One of my favorite dishes is Crawfish Etouffee (say A-2-fay). This one's not as thick as some, and many, like myself, don't like a dark roux in étouffée.

It's mighty tasty! A Louisiana classic.

*Ingredients: *
• 2 pounds - crawfish tails 
• 1/4 pound - butter 
• 1 cup - minced onion 
• 1/2 cup - minced bell pepper 
• 1/2 cup - minced celery 
• 2 tablespoons - crawfish fat 
• 2 cups - cold water 
• 1 tablespoon - corn starch (more if you want a thicker sauce) 
• 1/4 cup - chopped green onion 
• 1/4 cup - chopped parsley 
• Creole seasoning blend, to taste 
• Salt, to taste 
• Pinch - dried thyme 
• Pinch - dried oregano 
• 1 - Bay leaf

*Instructions:* 
Season the crawfish tails with salt, plus a little black and cayenne pepper. Heat the butter in a sauté pan and sauté the onion, bell pepper and celery until the translucent, about 5 minutes. Add the crawfish fat (or extra butter if you don't have any), plus 1-1/2 cups water. Add the Creole seasoning, thyme, oregano, bay leaf and crawfish tails. Bring to a boil, and then reduce heat to low and simmer for 30 minutes. Dissolve the corn starch in the remaining 1/2 cup water and add to the mixture.
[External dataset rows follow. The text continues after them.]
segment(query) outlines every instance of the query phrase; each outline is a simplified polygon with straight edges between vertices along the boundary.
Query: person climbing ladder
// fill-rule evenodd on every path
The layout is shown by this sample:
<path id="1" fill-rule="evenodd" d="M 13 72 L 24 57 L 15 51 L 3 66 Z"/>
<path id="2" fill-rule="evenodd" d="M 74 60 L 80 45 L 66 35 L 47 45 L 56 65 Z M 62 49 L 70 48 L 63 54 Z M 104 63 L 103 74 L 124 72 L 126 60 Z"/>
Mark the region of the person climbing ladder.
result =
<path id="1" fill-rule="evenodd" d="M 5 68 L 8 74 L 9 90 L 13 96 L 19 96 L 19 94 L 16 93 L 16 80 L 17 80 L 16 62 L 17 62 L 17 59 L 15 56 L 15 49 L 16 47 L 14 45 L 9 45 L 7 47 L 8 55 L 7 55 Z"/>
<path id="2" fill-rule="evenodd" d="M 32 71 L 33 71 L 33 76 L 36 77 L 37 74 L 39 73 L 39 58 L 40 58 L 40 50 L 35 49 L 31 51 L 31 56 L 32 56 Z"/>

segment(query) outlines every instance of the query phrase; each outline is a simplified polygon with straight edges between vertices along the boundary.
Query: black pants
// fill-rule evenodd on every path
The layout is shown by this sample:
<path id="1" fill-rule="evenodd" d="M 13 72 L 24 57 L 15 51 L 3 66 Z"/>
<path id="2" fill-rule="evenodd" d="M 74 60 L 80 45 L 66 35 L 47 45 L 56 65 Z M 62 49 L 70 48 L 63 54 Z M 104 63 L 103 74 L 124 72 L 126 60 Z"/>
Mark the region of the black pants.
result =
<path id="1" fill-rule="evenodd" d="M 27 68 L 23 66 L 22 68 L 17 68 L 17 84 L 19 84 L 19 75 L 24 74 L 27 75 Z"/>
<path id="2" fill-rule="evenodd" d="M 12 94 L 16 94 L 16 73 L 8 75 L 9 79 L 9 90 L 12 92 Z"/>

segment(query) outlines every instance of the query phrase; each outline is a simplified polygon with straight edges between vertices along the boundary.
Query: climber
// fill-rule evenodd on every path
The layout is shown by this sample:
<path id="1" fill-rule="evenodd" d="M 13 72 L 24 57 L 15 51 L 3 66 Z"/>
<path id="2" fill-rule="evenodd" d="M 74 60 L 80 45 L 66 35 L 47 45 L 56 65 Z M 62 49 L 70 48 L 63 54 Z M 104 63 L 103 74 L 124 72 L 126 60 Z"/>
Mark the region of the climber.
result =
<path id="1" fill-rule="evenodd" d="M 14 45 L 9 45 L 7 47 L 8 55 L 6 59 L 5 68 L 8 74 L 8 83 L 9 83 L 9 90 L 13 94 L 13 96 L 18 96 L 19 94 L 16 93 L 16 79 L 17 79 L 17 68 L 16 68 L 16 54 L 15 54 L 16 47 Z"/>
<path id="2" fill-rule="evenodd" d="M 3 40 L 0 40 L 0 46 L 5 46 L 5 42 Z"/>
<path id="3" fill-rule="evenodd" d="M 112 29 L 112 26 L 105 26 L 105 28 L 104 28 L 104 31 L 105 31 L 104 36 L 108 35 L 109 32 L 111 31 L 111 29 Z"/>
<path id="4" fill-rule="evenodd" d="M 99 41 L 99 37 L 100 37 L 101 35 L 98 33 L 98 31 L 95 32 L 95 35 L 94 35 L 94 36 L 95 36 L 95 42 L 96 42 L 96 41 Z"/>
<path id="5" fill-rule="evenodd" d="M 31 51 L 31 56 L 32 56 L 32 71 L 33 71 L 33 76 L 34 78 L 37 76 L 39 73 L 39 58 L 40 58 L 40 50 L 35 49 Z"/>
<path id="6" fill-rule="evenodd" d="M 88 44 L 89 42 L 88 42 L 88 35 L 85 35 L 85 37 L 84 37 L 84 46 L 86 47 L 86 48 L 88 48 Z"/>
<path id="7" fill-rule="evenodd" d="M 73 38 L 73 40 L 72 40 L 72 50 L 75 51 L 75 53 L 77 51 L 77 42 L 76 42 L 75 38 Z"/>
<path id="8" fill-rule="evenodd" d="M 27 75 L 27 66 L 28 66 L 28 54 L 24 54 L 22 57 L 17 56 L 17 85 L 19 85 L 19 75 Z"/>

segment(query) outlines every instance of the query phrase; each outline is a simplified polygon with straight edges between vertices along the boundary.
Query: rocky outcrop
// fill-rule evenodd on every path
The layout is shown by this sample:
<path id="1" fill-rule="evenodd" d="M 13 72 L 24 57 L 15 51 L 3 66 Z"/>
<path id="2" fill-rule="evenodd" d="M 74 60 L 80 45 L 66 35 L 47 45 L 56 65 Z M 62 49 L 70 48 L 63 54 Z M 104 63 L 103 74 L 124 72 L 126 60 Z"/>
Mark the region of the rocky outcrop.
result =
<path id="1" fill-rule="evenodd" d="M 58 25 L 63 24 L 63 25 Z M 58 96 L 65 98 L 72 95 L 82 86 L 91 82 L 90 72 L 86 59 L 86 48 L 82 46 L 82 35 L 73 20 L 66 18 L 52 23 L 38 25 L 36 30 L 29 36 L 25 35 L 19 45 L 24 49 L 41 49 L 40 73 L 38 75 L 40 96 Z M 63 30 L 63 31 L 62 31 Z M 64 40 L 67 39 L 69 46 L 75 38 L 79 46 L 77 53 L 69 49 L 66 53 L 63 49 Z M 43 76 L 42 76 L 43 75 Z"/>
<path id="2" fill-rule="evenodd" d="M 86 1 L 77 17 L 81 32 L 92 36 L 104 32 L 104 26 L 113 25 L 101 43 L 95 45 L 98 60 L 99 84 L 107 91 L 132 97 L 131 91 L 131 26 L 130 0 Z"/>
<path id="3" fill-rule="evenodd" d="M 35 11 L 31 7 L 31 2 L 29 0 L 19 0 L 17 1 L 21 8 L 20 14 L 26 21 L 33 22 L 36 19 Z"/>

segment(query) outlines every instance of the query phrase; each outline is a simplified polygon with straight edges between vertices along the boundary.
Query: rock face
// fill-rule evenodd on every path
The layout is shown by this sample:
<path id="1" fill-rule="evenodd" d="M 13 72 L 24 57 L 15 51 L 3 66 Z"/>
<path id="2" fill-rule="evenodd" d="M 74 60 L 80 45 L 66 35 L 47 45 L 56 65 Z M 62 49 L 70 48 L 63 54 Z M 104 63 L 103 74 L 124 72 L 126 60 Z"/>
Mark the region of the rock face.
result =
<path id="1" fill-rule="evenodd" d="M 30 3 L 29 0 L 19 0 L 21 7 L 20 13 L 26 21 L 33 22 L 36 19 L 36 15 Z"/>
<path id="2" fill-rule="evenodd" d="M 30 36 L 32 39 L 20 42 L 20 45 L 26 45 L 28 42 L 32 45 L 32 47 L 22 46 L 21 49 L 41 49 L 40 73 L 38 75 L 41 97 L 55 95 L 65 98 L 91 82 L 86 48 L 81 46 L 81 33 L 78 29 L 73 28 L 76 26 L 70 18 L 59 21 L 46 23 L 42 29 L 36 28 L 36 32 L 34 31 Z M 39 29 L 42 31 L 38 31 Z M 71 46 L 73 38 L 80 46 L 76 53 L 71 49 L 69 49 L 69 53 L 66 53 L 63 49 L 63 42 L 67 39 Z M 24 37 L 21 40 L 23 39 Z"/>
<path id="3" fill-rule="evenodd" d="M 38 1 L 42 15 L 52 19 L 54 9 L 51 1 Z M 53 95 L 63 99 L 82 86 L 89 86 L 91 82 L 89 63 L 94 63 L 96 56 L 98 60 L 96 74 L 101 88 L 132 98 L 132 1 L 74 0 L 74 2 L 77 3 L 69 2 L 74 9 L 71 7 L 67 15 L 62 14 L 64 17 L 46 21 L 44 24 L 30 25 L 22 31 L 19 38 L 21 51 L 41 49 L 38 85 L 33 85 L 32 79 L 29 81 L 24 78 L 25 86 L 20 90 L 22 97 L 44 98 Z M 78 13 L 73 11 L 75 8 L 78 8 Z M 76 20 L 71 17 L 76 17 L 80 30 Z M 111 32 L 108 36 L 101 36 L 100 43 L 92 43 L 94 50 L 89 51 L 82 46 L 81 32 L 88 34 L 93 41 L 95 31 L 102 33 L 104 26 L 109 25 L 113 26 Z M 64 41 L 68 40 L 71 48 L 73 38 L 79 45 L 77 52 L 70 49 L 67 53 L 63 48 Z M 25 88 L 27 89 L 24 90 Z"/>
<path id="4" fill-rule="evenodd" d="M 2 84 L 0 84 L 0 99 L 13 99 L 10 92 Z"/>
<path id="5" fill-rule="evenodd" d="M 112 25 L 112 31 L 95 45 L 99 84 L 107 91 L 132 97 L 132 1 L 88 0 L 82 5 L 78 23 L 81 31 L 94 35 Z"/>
Add the green onions and parsley, and cook an additional 5 minutes. Serve over hot long grain rice.

Easily feeds 8.


----------



## wyogoob (Sep 7, 2007)

Best crawfish etoufee:

Farm Royale in Beaumont TX - 1980


----------



## Nor-tah (Dec 16, 2007)

Geez Goob you gots too manys stories! I vote we get a new one every week. I want to hear the walleye one first. Oh and this recipe sounds great too!!!


----------



## LOUISIANA BOY (Nov 9, 2009)

Now your talons, that's good eatn


----------



## Gumbo (Sep 22, 2007)

Ah Gah-rone-tee!


----------